After all that has happened, Lila Mae figures she can put up with the woman’s drifting explanations. There’s no rush. Lila Mae says, “But he wasn’t who he was. He passed for white. He was colored.”

“Well look at you,” Mrs. Rogers says with exhaustion, sparing a second for a quick glance at her visitor. “Not the same girl who was knocking on my door last week, are you? With your chest all puffed out like a peacock. You’ve seen something between now and then, huh?” She places the horse on the mantle, where it rolls over on its side and exposes its white belly and manufacturer’s lot number. “I didn’t even know myself until his sister come up to visit one time, and I lived under the same roof with the man. I knew he wasn’t like no other white man I had worked for, but I didn’t think … She came up to the door one night — I don’t know, fifteen years ago? Twenty? Whenever it was, it was right before he wrote the second one of his Intuitionist books.”

This information isn’t hard to recall for Lila Mae. There was an eight-month break between the publication of Theoretical Elevators Volume One and Fulton’s embarkation on Volume Two. It was twenty years ago when Fulton’s sister knocked on his door. What did she look like. What do you say to a brother you have not seen for decades. Lila Mae can barely speak to people she saw last week.

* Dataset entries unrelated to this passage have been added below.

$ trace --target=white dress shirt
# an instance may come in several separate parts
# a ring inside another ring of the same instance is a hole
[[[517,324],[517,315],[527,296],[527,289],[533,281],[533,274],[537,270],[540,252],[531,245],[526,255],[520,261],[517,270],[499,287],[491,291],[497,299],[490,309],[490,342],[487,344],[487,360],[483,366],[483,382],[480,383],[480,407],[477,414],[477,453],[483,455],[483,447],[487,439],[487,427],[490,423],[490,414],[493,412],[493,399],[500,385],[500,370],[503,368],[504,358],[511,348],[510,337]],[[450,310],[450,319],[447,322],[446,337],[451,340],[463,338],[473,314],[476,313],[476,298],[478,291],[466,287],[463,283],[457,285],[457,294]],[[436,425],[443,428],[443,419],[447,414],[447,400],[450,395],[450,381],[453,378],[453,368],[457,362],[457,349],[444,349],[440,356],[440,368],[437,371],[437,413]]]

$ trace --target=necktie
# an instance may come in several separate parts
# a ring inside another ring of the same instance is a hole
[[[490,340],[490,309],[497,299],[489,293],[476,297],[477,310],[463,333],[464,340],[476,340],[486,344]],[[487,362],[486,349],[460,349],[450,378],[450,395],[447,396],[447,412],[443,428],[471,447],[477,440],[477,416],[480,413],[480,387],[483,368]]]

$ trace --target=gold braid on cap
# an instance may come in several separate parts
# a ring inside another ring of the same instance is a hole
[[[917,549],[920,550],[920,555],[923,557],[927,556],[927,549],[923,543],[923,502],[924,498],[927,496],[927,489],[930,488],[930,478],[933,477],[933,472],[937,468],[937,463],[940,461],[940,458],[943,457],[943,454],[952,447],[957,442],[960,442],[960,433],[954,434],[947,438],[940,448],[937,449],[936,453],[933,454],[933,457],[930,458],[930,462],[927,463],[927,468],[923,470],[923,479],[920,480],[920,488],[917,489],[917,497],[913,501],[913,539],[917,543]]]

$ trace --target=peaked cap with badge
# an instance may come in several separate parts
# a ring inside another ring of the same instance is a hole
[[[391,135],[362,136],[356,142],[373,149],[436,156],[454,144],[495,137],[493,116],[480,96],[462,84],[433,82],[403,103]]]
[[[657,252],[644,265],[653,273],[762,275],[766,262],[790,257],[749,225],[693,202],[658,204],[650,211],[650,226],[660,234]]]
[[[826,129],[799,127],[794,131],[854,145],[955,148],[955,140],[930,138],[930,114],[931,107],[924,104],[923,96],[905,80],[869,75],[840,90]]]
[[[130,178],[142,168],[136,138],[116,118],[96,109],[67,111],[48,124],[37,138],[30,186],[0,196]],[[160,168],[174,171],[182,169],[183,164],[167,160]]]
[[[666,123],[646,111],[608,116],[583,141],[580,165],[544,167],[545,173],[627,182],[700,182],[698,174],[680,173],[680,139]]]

“She shows up at the door,” Mrs. Rogers continues, “and tells me she has to see James. She was one of them down-home women. You could see she made herself the clothes she got on her back. I look her up and down because I don’t know who this woman is, and say I got to see if Mr. Fulton is receiving visitors. You should have seen his face when he walked down the stairs. His pipe fell right out of his mouth onto the floor — you can still see the carpet where he burned it. He starts fussing and telling me to go out to the store — suddenly he got to have fish for dinner. So I leave, and when I get back, she’s gone and James is sitting in his study reading his journals like nothing’s strange. Asks me what time will dinner be ready, just like that. He told me who she was later, but that was after.”